Marta Montenegro: latihan untuk mengontrol glukosa darah
Berapa kali dalam seminggu Anda berolahraga? Semoga jawaban Anda lebih dari dua kali seminggu. Karena jika Anda ingin menurunkan berat badan, menjadi lebih kuat dan ramping, serta terhindar dari penyakit kardiovaskular atau diabetes, terlalu banyak menunda olahraga tidak akan memaksimalkan manfaat tersebut. Studi baru juga menjelaskan bagaimana olahraga teratur dapat menjaga kadar insulin dan glukosa tetap terkendali.
Menjadi bugar dengan Marta Montenegro
Olahraga telah terbukti meningkatkan sensitivitas insulin dan penyerapan glukosa hanya dalam satu kali latihan. Sayangnya, beberapa manfaat utama dari sesi angkat beban berat yang dirasakan tubuh Anda pada hari Senin atau kelas Spin melelahkan yang Anda ikuti pada hari Selasa akan hilang pada hari Jumat jika Anda tidak melakukan apa pun di antaranya.
Gunakan atau hilangkan
Barbara Bushman, Ph.D., FACSM, profesor di Missouri State University, menjelaskan dalam artikelnya “Apakah Anda Ingin Tahu?” diterbitkan dalam Jurnal Kesehatan & Kebugaran ACSM, bahwa olahraga teratur sangat penting karena efek pada kontrol glukosa darah hilang dalam beberapa hari.
Kadar glukosa terpengaruh hingga 12 jam atau lebih setelah olahraga, sementara pengurangan aktivitas fisik atau kurangnya aktivitas fisik dapat mengurangi sensitivitas insulin secara signifikan.
Ketika subjek sehat mengurangi aktivitas fisik mereka dalam tiga hari dari lebih dari 10.000 langkah per hari menjadi 5.000 langkah per hari, glukosa postprandial (kadar glukosa diukur setelah asupan makanan berkarbohidrat) meningkat secara signifikan, kesimpulan penelitian “Menurunkan Aktivitas Fisik Merusak Kontrol Glikemik pada Relawan & Sains Sehat” yang diterbitkan dalam Sports & Medicine.
Anda mungkin berpikir ini bukan masalah besar, bukan? Meskipun faktanya bahwa pengurangan aktivitas fisik selama tiga hari tidak akan langsung memengaruhi kebugaran Anda secara keseluruhan, perubahan besar dalam glukosa darah memicu serangkaian efek berbahaya seperti stres oksidatif dan peradangan, yang telah terbukti terkait dengan kerusakan arteri, percepatan penuaan, diabetes tipe 2, dan peningkatan lemak perut.
Berotot!
Otot Anda adalah alat paling ampuh yang Anda miliki untuk mengelola kadar insulin dan glukosa karena sensitivitasnya terhadap insulin dan efek olahraga pada glukosa dengan meningkatkan transporternya ke dalam sel. Otot adalah sumber asupan energi utama Anda.

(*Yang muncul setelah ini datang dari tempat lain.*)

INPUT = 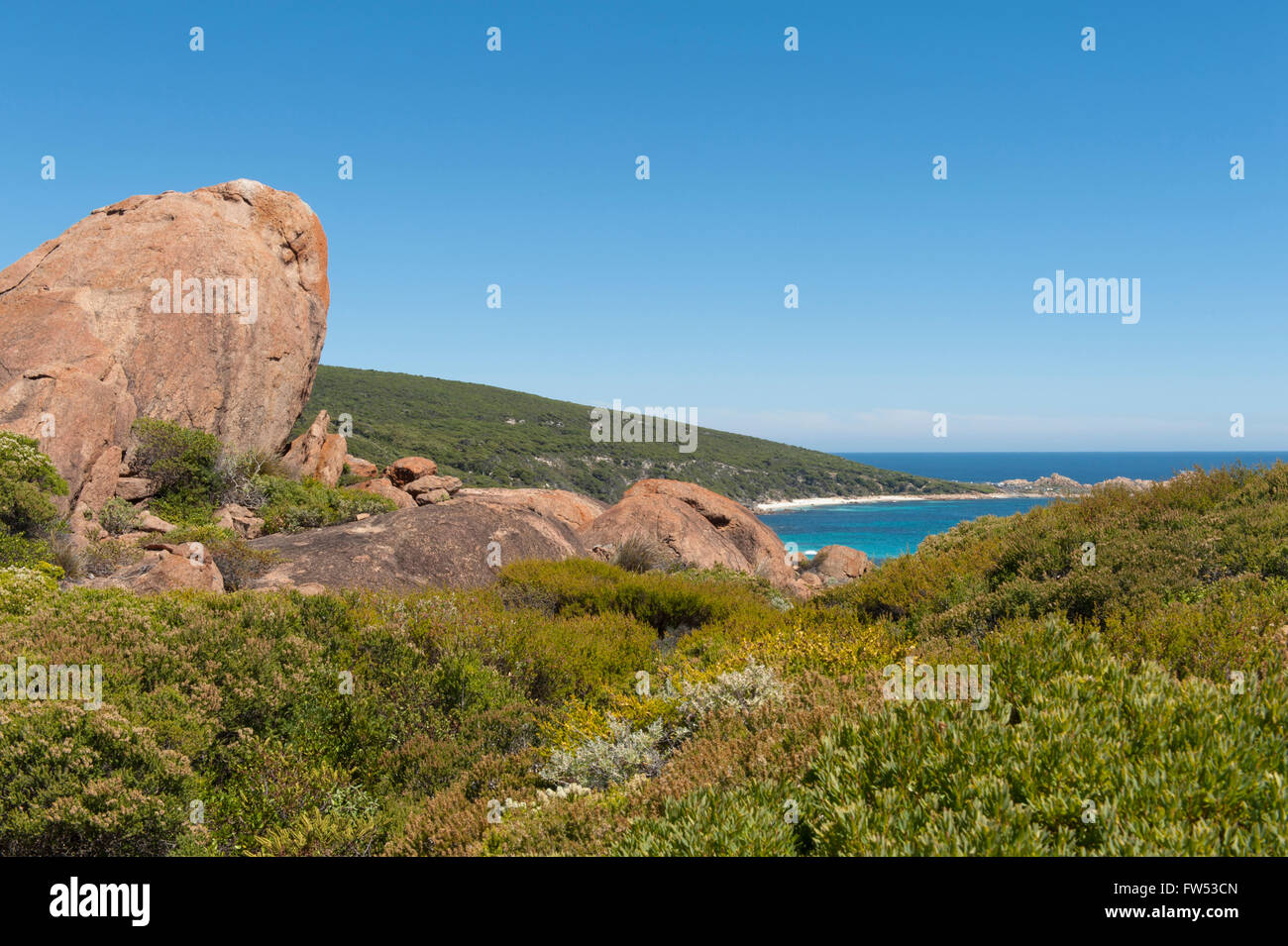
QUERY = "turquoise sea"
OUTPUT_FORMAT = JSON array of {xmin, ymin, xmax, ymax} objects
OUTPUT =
[{"xmin": 761, "ymin": 451, "xmax": 1288, "ymax": 560}]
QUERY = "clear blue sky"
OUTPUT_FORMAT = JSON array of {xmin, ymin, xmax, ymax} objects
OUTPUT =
[{"xmin": 0, "ymin": 0, "xmax": 1288, "ymax": 451}]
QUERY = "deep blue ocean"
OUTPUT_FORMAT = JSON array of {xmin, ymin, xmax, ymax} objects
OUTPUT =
[{"xmin": 761, "ymin": 451, "xmax": 1288, "ymax": 560}]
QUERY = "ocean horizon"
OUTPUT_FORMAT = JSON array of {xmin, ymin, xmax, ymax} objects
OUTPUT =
[
  {"xmin": 761, "ymin": 451, "xmax": 1288, "ymax": 562},
  {"xmin": 833, "ymin": 449, "xmax": 1288, "ymax": 482}
]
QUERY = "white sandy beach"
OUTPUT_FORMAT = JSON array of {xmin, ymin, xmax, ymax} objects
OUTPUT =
[{"xmin": 751, "ymin": 493, "xmax": 1020, "ymax": 512}]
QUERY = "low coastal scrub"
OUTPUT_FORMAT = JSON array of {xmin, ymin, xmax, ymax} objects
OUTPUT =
[
  {"xmin": 0, "ymin": 468, "xmax": 1288, "ymax": 855},
  {"xmin": 301, "ymin": 365, "xmax": 995, "ymax": 504}
]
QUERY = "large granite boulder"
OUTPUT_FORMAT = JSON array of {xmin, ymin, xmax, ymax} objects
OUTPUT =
[
  {"xmin": 0, "ymin": 180, "xmax": 327, "ymax": 508},
  {"xmin": 244, "ymin": 496, "xmax": 587, "ymax": 590},
  {"xmin": 455, "ymin": 489, "xmax": 608, "ymax": 530},
  {"xmin": 580, "ymin": 480, "xmax": 796, "ymax": 590},
  {"xmin": 282, "ymin": 410, "xmax": 349, "ymax": 486}
]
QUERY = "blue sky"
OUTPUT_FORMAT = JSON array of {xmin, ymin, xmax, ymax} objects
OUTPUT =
[{"xmin": 0, "ymin": 0, "xmax": 1288, "ymax": 451}]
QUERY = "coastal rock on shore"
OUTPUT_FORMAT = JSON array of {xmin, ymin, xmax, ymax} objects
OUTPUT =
[
  {"xmin": 808, "ymin": 546, "xmax": 876, "ymax": 584},
  {"xmin": 581, "ymin": 480, "xmax": 798, "ymax": 589},
  {"xmin": 996, "ymin": 473, "xmax": 1154, "ymax": 495},
  {"xmin": 0, "ymin": 180, "xmax": 330, "ymax": 510}
]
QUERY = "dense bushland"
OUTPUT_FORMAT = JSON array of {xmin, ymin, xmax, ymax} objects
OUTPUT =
[{"xmin": 293, "ymin": 365, "xmax": 993, "ymax": 503}]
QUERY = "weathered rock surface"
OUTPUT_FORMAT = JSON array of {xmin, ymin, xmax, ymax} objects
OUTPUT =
[
  {"xmin": 134, "ymin": 512, "xmax": 174, "ymax": 532},
  {"xmin": 403, "ymin": 476, "xmax": 461, "ymax": 500},
  {"xmin": 810, "ymin": 546, "xmax": 876, "ymax": 584},
  {"xmin": 99, "ymin": 545, "xmax": 224, "ymax": 594},
  {"xmin": 116, "ymin": 476, "xmax": 158, "ymax": 502},
  {"xmin": 282, "ymin": 410, "xmax": 349, "ymax": 486},
  {"xmin": 345, "ymin": 478, "xmax": 416, "ymax": 510},
  {"xmin": 0, "ymin": 180, "xmax": 327, "ymax": 508},
  {"xmin": 581, "ymin": 480, "xmax": 796, "ymax": 589},
  {"xmin": 456, "ymin": 489, "xmax": 608, "ymax": 530},
  {"xmin": 215, "ymin": 503, "xmax": 265, "ymax": 539},
  {"xmin": 252, "ymin": 493, "xmax": 587, "ymax": 590},
  {"xmin": 385, "ymin": 457, "xmax": 438, "ymax": 486},
  {"xmin": 344, "ymin": 453, "xmax": 380, "ymax": 480}
]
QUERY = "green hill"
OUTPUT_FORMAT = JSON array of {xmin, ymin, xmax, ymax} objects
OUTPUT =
[{"xmin": 292, "ymin": 366, "xmax": 992, "ymax": 503}]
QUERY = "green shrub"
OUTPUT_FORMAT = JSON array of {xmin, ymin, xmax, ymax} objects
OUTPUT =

Memompa zat besi memiliki dampak terbesar pada massa otot dan pola interval – upaya intensitas tinggi/waktu singkat diikuti dengan periode pemulihan – yang dihasilkan oleh latihan ketahanan. Ini merupakan salah satu cara berolahraga untuk memaksimalkan regulasi glukosa dan sensitivitas insulin.
Namun tidak sembarang jenis pelatihan ketahanan akan menjadi yang paling efektif.
Sebuah penelitian menguji jenis latihan sirkuit seluruh tubuh yang sama yang terdiri dari 10 latihan, tetapi satu kelompok melakukan tiga set dengan 10 repetisi dan kelompok lainnya melakukan satu set dengan 10 repetisi. Manfaat yang lebih besar dalam pengaturan glukosa diamati pada kelompok volume yang lebih tinggi. Namun, pengurangan insulin tetap sama, apa pun protokolnya.
Pesannya: Lakukan latihan tipe sirkuitpilih delapan hingga 10 latihan yang melatih otot-otot utama, lakukan 3 set 10 repetisi. Lakukan rutin ini tiga atau empat kali seminggu dan sisakan satu hari di antaranya.
Marta Montenegro adalah ahli fisiologi olahraga, pelatih kekuatan dan pengondisian bersertifikat, dan pelatih utama, yang mengajar sebagai profesor di Florida International University. Marta mengembangkan sistem latihannya sendiri yang digunakan oleh atlet profesional. Situs pribadinya, martamontenegro.commenggabungkan tips kebugaran, nutrisi dan kesehatan, rutinitas olahraga, resep, dan berita terbaru untuk membantu Anda mengubah hidup Anda, tetapi bukan gaya hidup Anda. Dia adalah pendiri majalah SOBeFiT yang terkenal secara nasional dan seri DVD kebugaran Metode Montenegro.